I hope that you find the following letter helpful and inspiring as you decide how you might also try to reach out to those in positions of power, if you feel safe doing so.
So far I sent it to my state's governor, state attorney general, US Senators, and US Congress person. Be aware that in addition to federal legislation, the individual states are voting on these issues all the time, and the link I shared above does not help you find any state reps. So it's a good idea to get familiar with your state’s legislative site in order to call or write them as well. If you have any other ideas of who to write to please share your ideas.
Here's my letter:
Dear (specific representative)
I am writing to you today about a very serious issue.
“I have seen puberty blockers worsen the mental health outcomes of children. Children who have not contemplated suicide before being put on puberty blockers have attempted suicide after."
~Jamie Reed, former employee of a transgender clinic, self-described as progressive & queer and married to a transman herself. Jamie turned whistle-blower after she became concerned with the harm that was being done to kids, but was met with retribution from her employer when trying to raise concerns.
Jamie's story is quite possibly the most powerful thing I've read in the last three years of researching this topic. I'm hoping her testimony will finally change the policies in our institutions, and improve the outcomes for these vulnerable kids.
But policies and outcomes can improve only if more people actually listen to those who have been harmed, and those who have witnessed the harm first-hand.
Maybe people on both sides of the aisle can now finally listen because of the source. Jamie is obviously not conservative. She's obviously not transphobic. She's got real and valuable insider information too, because of her position at the clinic. Please read the linked article and take it seriously. The protection of children is not a partisan issue.
Many of us parents have been shut out, and have had to be extremely careful of how we share our concerns. Our need to protect has been dismissed and vilified. Our friendships, jobs, and custody have all been threatened for trying to protect our children from harmful medical steps promoted by a rapidly growing social contagion. We are not bigots or transphobes. The vast majority of people I have spoken to are like me: left-leaning, life-long supporters of lesbian and gay rights. We are sympathetic to the struggles of transgender people and those with gender dysphoria. But what is happening to OUR children is not a gender dysphoria from an early age, nor some sort of innate gender awareness.
Instead our children are suffering various forms of discomfort that came to them for other reasons (like a difficult puberty; inability to fit in with other kids; bullying; mental health issues; a diagnosis like autism; isolation; seeking connection online; pressures from social media; being coerced online or by peer groups & activist counselors; and much more.)
What we have found with our struggling kids is that the idea of "gender-affirming" care trumps everything else that could be addressed and helped!

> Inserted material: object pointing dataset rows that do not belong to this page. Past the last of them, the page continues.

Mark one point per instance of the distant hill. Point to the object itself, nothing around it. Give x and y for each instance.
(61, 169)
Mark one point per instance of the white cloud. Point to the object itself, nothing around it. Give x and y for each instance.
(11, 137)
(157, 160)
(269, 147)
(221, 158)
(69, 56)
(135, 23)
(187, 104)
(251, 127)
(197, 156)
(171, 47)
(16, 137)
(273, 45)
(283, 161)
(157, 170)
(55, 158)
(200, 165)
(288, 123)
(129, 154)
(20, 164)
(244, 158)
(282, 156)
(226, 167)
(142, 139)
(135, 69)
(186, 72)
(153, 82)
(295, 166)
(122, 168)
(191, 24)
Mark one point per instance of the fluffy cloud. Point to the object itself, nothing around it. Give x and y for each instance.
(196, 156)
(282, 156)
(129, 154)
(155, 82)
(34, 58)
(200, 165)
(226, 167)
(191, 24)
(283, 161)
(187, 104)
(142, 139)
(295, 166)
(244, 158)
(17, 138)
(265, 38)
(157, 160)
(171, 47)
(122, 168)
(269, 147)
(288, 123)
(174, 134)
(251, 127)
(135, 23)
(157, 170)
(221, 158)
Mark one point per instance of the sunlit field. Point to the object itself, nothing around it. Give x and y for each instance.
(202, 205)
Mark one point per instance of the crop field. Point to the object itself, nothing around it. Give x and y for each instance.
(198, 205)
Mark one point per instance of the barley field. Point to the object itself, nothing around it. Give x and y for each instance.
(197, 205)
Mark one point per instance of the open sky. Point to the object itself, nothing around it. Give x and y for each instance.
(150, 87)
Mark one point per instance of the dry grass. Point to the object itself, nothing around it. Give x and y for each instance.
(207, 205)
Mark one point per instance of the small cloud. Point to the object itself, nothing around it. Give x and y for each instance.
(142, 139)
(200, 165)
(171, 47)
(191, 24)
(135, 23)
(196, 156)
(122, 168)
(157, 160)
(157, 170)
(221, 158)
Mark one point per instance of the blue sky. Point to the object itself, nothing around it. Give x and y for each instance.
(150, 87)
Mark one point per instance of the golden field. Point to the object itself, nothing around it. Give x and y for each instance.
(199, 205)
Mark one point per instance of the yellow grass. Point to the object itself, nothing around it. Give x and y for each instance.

In interactions with kids, if gender is mentioned, many professionals (who should know better) ignore all the other comorbidities or trauma in a kid's life. Kids are being led to believe that transitioning will make them happy and solve all their problems. And worse yet, kids have been encouraged to become estranged from their parents. Loving parents are seen as villains and abusers! That is so dangerous to break family bonds at a time when the kids need their parents the most.
Thank you for your time and consideration of this important issue.
As a side note, I am actually very afraid of putting my personal information on this letter to you because of the dramatic persecution people have faced when they try to speak out. But I have to try to do my part to help children, I can't let my fear keep me silent.